Policy Issues



Over a decade after the GSEs, Fannie Mae and Freddie Mac, were put into conservatorship, the U.S. housing finance system still has not been reformed.

GSE reform remains a top priority for the Trump Administration, Senate Banking Committee Chair Mike Crapo (R-ID) and House Financial Services Committee Chairwoman Maxine Waters (D-CA).



Successful reform should meet the housing finance needs of the American economy while protecting the taxpayer. The Roundtable encourages policymakers to build upon successful risk-sharing mechanisms and products by employing the existing multifamily finance structures being used by Fannie Mae and Freddie Mac that have been essential in expanding the supply of rural, senior, workforce and affordable rental housing.


In February, Senate Banking Committee Chairman Mike Crapo (R-ID) released an outline for housing finance reform legislation.  The outline incorporates elements of many plans and principles for housing finance reform legislation that have been discussed by legislators, analysts, stakeholders and thought leaders.

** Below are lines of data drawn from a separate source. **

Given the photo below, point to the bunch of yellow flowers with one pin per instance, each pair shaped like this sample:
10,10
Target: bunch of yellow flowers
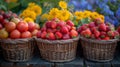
88,14
62,14
31,12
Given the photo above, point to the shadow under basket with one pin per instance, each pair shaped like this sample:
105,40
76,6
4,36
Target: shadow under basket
98,50
17,50
58,50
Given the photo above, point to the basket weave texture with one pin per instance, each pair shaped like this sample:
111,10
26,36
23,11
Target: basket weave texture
98,50
18,50
57,50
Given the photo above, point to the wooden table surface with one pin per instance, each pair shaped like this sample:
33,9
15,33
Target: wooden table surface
36,61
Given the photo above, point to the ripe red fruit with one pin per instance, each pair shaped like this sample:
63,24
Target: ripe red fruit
54,30
48,24
116,34
103,34
5,21
34,32
102,27
64,30
1,26
53,24
83,27
43,29
49,30
15,15
43,34
86,33
97,21
96,33
93,29
118,29
37,26
10,26
15,34
69,27
93,36
110,33
73,28
73,33
50,36
26,34
31,26
1,18
38,34
108,28
58,35
91,24
60,24
22,26
55,19
106,38
69,22
66,36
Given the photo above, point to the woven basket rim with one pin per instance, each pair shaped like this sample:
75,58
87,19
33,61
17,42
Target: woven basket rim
98,41
57,41
15,41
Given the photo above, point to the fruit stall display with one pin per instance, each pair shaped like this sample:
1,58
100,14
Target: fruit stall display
16,36
98,40
62,30
61,37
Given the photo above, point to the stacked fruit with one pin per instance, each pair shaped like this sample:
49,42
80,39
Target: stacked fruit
57,30
98,30
15,28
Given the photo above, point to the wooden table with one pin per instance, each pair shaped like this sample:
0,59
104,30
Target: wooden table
36,61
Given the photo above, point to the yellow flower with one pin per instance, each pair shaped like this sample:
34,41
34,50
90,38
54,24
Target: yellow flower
44,16
28,13
64,15
54,12
28,19
63,4
37,9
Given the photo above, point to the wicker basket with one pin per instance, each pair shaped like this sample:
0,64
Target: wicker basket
18,50
98,50
58,50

No legislation has been introduced in the 116th Congress.

In March, the administration put forward an outline for reforming the GSEs, and the White House recently directed the Treasury Secretary and other "relevant agencies" to develop a "Treasury Housing Reform Plan" and to determine what reforms can be made “administratively” without Congressional action.

Housing finance reform must appropriately balance taxpayer protections with the need to establish an efficient marketplace that can provide strong and sustained mortgage liquidity in single family and multifamily markets – as well as affordable housing.